Osborne is a member of the COC's Ensemble Studio, a corps of promising young singers working towards star roles in the opera firmament. In an interview with CBC's Eli Glasner, Osborne described herself as a person with a "big personality" who never felt out of step singing opera while her peers were into pop music."There's nothing that can't be expressed through the human voice," she said, explaining how she fell in love with opera at the age of 16.

Her first Vancouver singing instructor introduced her to opera. She also attended the summer opera program at the University of British Columbia. In 2008, then 21-year-old Osborne became one of the youngest singers ever to win the Metropolitan Opera's national council auditions.Along with gaining the experience of singing on the Met's famed stage, she won $15,000 US and the attention of a New York Times critic, who described her voice as "sweet and clear, with sensitive phrasing and gleaming sustained notes."

That prompted COC director Alexander Neef to take a close look at Osborne.

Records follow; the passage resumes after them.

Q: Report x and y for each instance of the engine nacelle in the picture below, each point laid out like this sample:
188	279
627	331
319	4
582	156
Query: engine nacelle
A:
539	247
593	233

"When you hear someone interesting like Simone, you're like, 'This is really good material. It's not something you can learn. It's only something you have, and then you develop technique, style and all that.'
"But first of all, a really exciting singer needs great material and she so evidently had it," he told CBC News.As part of the COC Ensemble Studio, Osborne has performed in Carmen, Maria Stuarda, The Nightingale and Other Short Fables and Idomeneo.

In addition to her debut in The Magic Flute, set for Feb. 10, she is set for roles in Rigoletto and Gianni Schicchi in the upcoming season.Later this year, Osborne also will travel to New York with the COC to perform Robert LePage's The Nightingale and Other Short Fables at the Brooklyn Academy of Music.